AMY GOODMAN: What about the newspapers in South Dakota?

DOMINICK WASHINGTON: Newspapers across the state were unified in their outrage at the governor’s move. The Rapid City Journal, as a point of fact, which is one of the more conservative newspapers I would say in the country, blasted the governor for his move calling it outrageous. The point that they made was that while religion is fine to guide a politician or a public official’s decisions regarding public policy, it should not dictate it.

AMY GOODMAN: What’s on this teen website?

DOMINICK WASHINGTON: Teenwire.com is an award-winning web site that’s visited by approximately 500,000 parents and teens each month and what’s on it is information about sexual health, sexually transmitted infections, pregnancy, aids, HIV, it runs the gamut of sexual health information. Planned Parenthood, of course, encourages parents to view the web site with their children. But unfortunately, the comfort level for a lot of teenagers is not there. And so teenwire.com offers them a way to access information about sexuality that is comfortable and it really speaks their language to them.

AMY GOODMAN: So what’s Planned Parenthood going to about this? How long has Teenwire been out?

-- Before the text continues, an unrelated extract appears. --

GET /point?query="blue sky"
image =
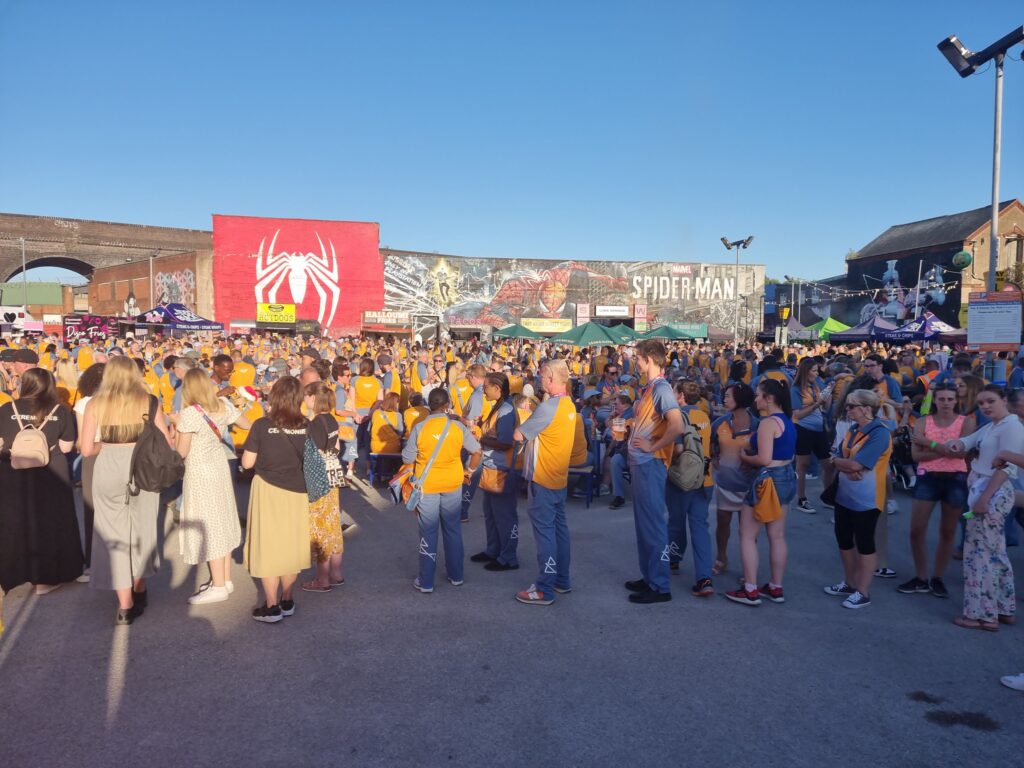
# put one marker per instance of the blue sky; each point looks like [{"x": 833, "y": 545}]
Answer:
[{"x": 641, "y": 130}]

DOMINICK WASHINGTON: Teenwire’s been around since 1999. It was made available through a generous private grant and has been a part of the state of South Dakota, a part of their State Library Web site since early last year 2003. Planned Parenthood has been on the forefront of challenging the governor’s decision and will continue to organize support for the web site, of which there is plenty in the state.

AMY GOODMAN: Has this happened in any other state?

DOMINICK WASHINGTON: To my knowledge, no. It hasn’t happened in a state where a governor has come down and used the weight and power of his office to remove Teenwire from the state web site. So this is new ground and while, you know, it’s unfortunate, it’s systematic, it’s symptomatic of a growing problem that we have across this country.

AMY GOODMAN: Dominick Washington, a spokesperson for Planned Parenthood in Minnesota and South Dakota. I was speaking to him yesterday at the World Trade Center Seaport here in Boston.